Katrina pulls a fistful of hard candies out of her pocket and offers one to Pradeep and one to Flavia. “My guess is way over a thousand kilometers from the mainland. And, um, I heard we weren’t gonna have any internet out here at all.”
Flavia laughs, cracking the candy with her teeth. “Impossible. Why would Doctor Alonso bring a research mathematician out to the middle of nowhere if she can’t access her online resources? That’s why I brought a sat phone—” she proudly lifts the chunky unit “—and a platinum tier prescription paid by a special EU research fund at Torino.”
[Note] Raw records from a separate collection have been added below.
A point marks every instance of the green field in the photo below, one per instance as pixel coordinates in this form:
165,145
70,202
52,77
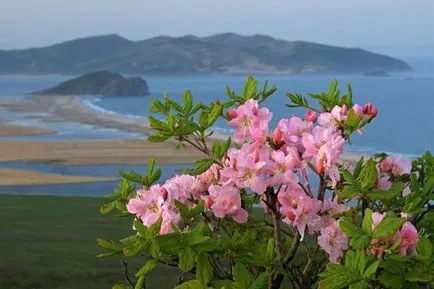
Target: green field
50,242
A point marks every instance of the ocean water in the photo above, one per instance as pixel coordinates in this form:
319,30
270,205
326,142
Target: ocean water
404,124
“Oh, thank god,” Katrina sighs. “I was afraid I’d lose track of the Marvel Universe out here for eight weeks with no—” She stops, registering a voice shouting at them from the beach. Katrina turns, shading her eyes, and spots a woman running at them from another Zodiac that has just landed on the sand.
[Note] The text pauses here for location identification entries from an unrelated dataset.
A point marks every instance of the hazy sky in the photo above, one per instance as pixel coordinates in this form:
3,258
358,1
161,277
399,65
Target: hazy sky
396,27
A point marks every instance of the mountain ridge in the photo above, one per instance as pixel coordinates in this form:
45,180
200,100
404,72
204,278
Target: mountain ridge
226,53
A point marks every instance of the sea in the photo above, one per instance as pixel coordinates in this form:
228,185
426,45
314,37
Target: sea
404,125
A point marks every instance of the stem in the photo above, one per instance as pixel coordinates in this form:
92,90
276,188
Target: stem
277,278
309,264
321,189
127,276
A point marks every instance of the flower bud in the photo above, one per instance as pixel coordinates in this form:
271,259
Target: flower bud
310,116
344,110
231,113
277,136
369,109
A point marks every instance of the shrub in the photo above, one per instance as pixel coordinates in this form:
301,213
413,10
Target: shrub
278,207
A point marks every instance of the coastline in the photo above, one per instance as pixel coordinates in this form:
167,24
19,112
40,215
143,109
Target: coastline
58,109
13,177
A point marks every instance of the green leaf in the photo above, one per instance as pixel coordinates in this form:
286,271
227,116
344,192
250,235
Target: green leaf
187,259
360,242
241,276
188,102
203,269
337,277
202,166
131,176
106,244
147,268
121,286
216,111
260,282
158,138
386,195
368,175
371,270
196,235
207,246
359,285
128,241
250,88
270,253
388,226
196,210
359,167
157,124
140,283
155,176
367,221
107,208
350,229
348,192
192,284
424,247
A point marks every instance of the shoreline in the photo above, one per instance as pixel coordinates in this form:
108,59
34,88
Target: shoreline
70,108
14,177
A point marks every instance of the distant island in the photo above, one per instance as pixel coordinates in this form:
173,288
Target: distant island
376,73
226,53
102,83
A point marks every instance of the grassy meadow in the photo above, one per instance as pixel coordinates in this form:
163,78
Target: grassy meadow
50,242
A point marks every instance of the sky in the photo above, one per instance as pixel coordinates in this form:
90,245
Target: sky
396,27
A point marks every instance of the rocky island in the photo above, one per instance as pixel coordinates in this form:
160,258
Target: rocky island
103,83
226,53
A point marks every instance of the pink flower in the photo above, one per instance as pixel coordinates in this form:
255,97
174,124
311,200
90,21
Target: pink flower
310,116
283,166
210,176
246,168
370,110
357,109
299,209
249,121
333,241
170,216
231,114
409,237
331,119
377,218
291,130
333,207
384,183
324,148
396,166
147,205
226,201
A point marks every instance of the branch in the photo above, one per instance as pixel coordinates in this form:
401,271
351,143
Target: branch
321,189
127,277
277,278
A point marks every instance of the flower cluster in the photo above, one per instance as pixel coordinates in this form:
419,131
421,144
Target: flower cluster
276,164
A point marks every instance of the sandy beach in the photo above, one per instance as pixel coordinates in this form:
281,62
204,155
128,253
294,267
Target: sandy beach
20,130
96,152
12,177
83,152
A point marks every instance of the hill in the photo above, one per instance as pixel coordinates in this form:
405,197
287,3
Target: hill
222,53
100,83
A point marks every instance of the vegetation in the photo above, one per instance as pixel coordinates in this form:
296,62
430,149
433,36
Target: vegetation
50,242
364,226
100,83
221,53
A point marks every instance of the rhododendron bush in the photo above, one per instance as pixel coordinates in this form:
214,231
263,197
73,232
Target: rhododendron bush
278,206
Pradeep waves and calls out to her, but the tall woman is in no mood for introductions. She nears them, gasping, and reaches for the sat phone. “No! You CAN’T!” This is Esquibel Daine, a medical doctor in her early thirties, and her face is filled with fury.
Flavia screams as Esquibel pulls it from her grasp. She shouts in a mix of outraged Italian and English: “No! Chi sei? What are you doing—? Quello è il mio telefono! You can’t—!”
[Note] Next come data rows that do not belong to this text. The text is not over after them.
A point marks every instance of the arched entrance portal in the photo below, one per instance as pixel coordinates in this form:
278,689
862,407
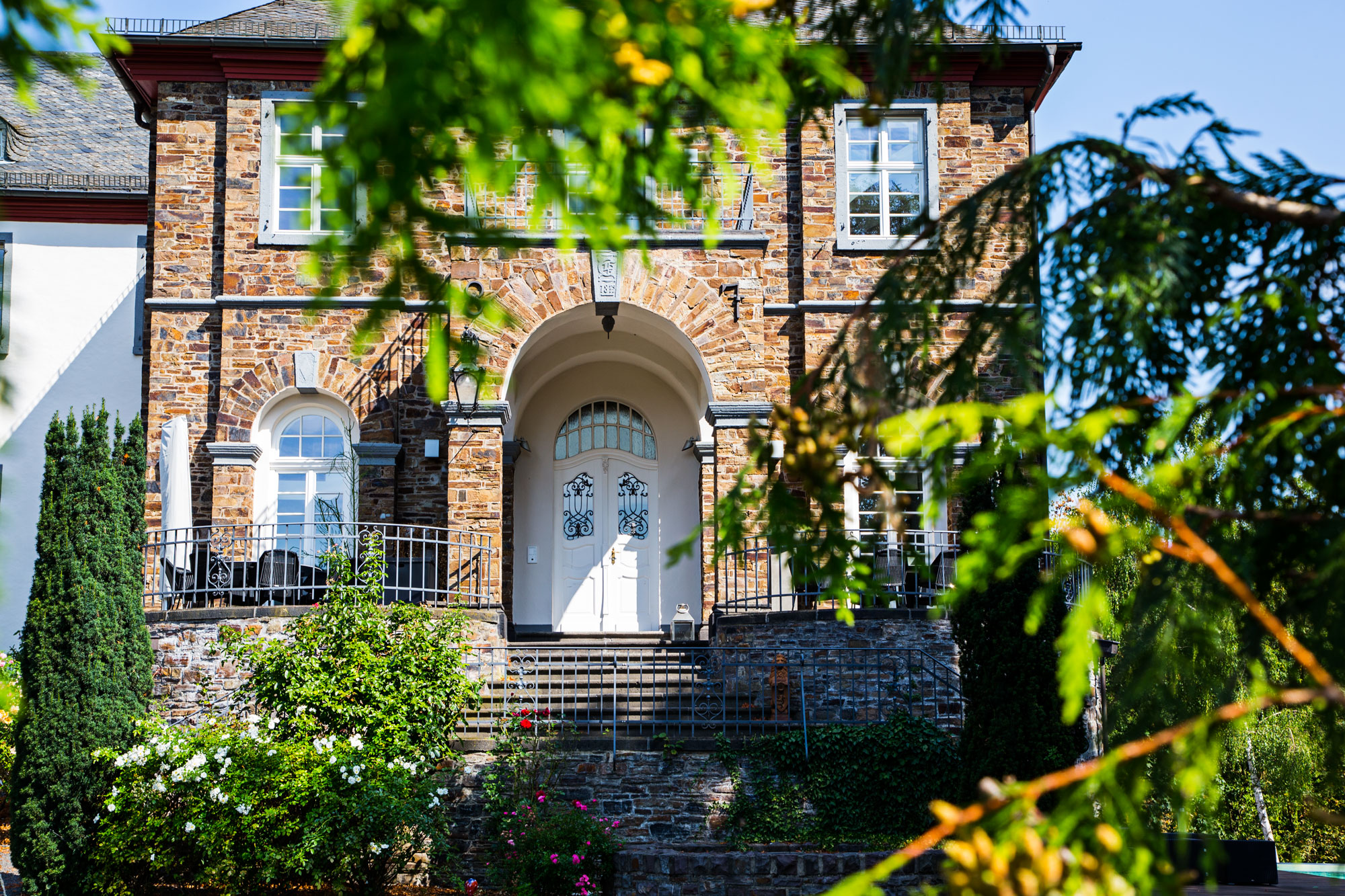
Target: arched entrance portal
607,525
606,489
Esquibel lectures her in an East African accent. “The rules were NO INTERNET. We made it quite explicit. They will KICK US OFF the island if we give away our location.”
“Whoa. Damn. Okay, okay.” Katrina tries to play peacekeeper. “Just slow down, little Miss intensity. Who is they?”
“Rules?” Flavia waves the word away like it’s an annoying gnat. “I mean, it really read just as a suggestion…”
Esquibel ignores Flavia’s protests, frantically studying the sat phone. “Is this on? Are you transmitting?”
“Che pazzia!” Flavia throws her hands up, irate. “You can’t just take my phone from me! If I’d known this would be some kind of police state I wouldn’t have come!”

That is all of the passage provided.